A Pain That We're Used to
These things cross a line that separates “dialogue” from acts of terrorism and war. Whatever the offense, or lack of it, the real question for the free world is where we draw the line over threats and violent acts meant to control or kill us. Are there any grounds on which it is all right for Palestinians, swimming for decades in Western aid, to storm the EU offices in Gaza? Are there any grounds on which it is acceptable for embassies to go up in smoke because the authorities of Syria, or Lebanon, or Iran, do not protect them? Are there any grounds on which it is appropriate for a secretary general of the U.N. to treat such attacks as mere breaches of etiquette, pronouncing himself “alarmed” apparently in equal measure by cartoonists and gunmen?

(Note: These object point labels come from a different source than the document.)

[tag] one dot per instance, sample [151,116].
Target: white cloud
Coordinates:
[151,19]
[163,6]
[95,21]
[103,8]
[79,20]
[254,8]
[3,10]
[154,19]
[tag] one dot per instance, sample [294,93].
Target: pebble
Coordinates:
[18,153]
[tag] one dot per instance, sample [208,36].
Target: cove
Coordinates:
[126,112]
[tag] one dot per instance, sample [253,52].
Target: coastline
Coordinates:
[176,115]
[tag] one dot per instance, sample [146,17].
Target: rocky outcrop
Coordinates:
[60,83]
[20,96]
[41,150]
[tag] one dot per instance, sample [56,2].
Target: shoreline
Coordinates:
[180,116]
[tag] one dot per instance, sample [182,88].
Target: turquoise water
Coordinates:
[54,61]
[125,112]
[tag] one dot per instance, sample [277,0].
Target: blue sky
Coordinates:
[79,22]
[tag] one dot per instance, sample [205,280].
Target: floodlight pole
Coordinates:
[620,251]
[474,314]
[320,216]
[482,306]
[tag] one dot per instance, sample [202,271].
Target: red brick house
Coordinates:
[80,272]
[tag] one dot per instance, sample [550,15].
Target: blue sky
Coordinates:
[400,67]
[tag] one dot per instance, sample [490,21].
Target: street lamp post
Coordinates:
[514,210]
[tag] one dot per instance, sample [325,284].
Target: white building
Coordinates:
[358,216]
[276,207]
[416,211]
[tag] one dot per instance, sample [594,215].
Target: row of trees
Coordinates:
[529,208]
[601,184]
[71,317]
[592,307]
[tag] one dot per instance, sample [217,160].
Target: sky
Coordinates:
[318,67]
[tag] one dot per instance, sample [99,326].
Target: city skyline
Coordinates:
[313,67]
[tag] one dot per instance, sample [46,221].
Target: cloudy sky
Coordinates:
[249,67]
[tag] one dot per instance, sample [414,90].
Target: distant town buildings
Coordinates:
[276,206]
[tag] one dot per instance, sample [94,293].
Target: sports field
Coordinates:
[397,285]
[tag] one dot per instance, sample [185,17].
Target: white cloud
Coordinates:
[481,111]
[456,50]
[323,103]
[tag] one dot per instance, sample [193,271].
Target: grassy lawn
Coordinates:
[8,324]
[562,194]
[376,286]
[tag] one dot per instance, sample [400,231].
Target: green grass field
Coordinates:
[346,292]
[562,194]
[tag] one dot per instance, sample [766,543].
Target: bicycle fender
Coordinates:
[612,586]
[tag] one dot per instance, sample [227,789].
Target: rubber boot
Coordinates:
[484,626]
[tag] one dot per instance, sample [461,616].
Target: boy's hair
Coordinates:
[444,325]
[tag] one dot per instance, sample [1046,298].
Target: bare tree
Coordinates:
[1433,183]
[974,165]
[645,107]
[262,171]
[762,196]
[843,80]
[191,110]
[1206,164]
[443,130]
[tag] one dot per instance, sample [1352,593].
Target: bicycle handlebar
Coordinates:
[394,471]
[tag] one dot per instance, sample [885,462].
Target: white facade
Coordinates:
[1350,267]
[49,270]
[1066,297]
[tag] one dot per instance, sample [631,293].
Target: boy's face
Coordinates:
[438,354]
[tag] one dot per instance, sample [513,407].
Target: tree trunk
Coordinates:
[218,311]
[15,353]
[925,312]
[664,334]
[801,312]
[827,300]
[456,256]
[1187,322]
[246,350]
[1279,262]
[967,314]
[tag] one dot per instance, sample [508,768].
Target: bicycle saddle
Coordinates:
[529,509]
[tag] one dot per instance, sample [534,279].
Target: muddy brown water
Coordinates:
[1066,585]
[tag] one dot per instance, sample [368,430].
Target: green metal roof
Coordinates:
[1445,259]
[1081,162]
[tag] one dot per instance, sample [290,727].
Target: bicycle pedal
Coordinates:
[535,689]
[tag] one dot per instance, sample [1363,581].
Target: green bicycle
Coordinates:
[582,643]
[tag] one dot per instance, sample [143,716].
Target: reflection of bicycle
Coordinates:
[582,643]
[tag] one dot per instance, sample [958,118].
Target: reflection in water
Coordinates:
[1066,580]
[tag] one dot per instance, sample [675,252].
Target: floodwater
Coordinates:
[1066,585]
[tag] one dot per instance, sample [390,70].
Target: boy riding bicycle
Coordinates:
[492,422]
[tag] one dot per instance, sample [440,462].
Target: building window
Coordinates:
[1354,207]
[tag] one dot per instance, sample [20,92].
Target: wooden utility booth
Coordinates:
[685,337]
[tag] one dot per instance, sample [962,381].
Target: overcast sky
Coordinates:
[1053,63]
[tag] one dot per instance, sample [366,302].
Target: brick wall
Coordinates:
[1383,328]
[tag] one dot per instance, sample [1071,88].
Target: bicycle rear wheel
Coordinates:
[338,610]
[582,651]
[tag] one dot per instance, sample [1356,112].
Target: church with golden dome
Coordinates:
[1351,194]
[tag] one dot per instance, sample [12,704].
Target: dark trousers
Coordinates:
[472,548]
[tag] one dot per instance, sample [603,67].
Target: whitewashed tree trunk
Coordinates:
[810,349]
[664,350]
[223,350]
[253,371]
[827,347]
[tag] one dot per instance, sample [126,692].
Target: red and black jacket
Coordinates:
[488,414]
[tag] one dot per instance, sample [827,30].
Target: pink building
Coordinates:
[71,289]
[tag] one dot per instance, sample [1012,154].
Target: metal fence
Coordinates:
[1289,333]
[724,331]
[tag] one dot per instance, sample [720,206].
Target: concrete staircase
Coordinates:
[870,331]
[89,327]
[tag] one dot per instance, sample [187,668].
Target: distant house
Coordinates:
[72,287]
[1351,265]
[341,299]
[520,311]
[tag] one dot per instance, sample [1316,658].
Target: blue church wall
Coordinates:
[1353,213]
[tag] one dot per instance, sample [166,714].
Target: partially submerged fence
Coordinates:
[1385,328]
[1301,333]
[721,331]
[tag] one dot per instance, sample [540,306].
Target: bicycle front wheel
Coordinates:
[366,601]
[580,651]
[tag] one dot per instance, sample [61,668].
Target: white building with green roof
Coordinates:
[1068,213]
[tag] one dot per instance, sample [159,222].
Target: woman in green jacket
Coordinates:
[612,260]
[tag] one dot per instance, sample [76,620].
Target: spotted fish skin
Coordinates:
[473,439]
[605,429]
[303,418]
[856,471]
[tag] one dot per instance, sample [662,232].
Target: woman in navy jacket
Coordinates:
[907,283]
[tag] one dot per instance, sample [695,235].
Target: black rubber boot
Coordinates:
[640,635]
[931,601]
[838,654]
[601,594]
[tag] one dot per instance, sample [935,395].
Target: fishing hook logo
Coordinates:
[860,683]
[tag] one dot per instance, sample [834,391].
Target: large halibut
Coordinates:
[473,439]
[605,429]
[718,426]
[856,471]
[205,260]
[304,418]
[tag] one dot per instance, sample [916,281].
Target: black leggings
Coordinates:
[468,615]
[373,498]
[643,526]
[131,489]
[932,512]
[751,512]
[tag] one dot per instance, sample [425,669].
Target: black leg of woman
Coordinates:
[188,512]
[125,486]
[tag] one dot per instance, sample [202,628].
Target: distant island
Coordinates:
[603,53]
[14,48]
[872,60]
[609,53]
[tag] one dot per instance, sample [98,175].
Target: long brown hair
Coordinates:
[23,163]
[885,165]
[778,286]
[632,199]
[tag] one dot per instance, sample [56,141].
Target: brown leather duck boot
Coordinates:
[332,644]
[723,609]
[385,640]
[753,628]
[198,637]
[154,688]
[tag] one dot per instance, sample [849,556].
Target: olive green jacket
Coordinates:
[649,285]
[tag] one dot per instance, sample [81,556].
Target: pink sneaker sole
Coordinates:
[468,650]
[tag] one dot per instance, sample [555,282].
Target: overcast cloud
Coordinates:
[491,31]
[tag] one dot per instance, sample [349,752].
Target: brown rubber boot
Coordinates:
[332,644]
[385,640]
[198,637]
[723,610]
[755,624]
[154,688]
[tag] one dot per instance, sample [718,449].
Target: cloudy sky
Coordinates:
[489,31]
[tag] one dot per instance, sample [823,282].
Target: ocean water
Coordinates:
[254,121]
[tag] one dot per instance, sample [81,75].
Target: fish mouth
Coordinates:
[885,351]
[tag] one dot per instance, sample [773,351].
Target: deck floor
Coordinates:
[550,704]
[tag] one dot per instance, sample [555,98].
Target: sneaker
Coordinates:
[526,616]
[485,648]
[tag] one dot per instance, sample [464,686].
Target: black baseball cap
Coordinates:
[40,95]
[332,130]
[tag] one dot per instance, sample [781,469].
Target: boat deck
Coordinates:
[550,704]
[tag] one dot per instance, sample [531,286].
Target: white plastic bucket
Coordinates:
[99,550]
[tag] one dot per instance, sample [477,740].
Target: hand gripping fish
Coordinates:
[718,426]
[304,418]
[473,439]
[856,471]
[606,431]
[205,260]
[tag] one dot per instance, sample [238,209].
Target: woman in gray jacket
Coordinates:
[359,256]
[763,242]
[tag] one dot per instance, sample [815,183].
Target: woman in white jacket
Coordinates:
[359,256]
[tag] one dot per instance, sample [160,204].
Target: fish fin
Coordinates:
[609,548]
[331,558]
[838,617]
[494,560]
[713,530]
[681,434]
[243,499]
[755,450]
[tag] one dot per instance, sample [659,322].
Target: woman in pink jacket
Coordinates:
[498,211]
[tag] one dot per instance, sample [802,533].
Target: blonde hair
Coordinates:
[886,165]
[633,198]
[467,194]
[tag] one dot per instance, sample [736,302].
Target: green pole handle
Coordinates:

What's noteworthy about the latest violence is not that it is unusual — but how very ordinary in so many ways it has become. Yes, of course, the grimly whimsical surprise is that this time the lightning rod has turned out to be not the famous London underground, or the grand train stations of Madrid, or the twin towers of New York, but a set of cartoons out of Copenhagen. The Danish drawings did not trigger some previously nonexistent fury. They have simply become the latest litmus test of how very much the worst thugs of the Islamic world believe they are entitled to get away with, whatever the pretext.
As for the cartoons, what ought to jump out here is that it is not, in fact, common for the Western press to caricature Mohammed, or even to run pointed cartoons about Islam. One has to wonder if the organizers of the gunmen, arsonists and death-threat-deliverers (and it takes a fair amount of organization to get hold of Danish flags in Gaza, or burn an embassy in the police-state of Syria) had to scour the ample outpourings of the Western press looking for something, anything, over which to take offense, and — faced with reams of material trying to understand their pain — had to fall back as a last resort on the cartoons of Denmark. To what extent is the Western press already afraid to risk offending those who even before the recent protests had racked up a record of death threats and murder?
If statehood, citizenship, and civilization itself are to mean anything, we are all in the end accountable for our own actions. When people riot and brutalize and burn, there are individuals in the crowds who are responsible. And in the places where this is happening, if the governments will not call these individuals to account, we need to hold those governments themselves responsible. Cartoons alone, to quote another line from Hamlet, are in a class with nothing more than “words, words, words,” and those are grounds on which newspapers, nations, and religions may have their disagreements and their dialogues. But when violence enters the picture, that is a matter for governments to settle, and in the free world the job of government and politicians is not to opine upon cartoons, but to lay down the law that no one may with impunity threaten our liberty and lives.
— Claudia Rosett is a journalist in residence at the Foundation for the Defense of Democracies.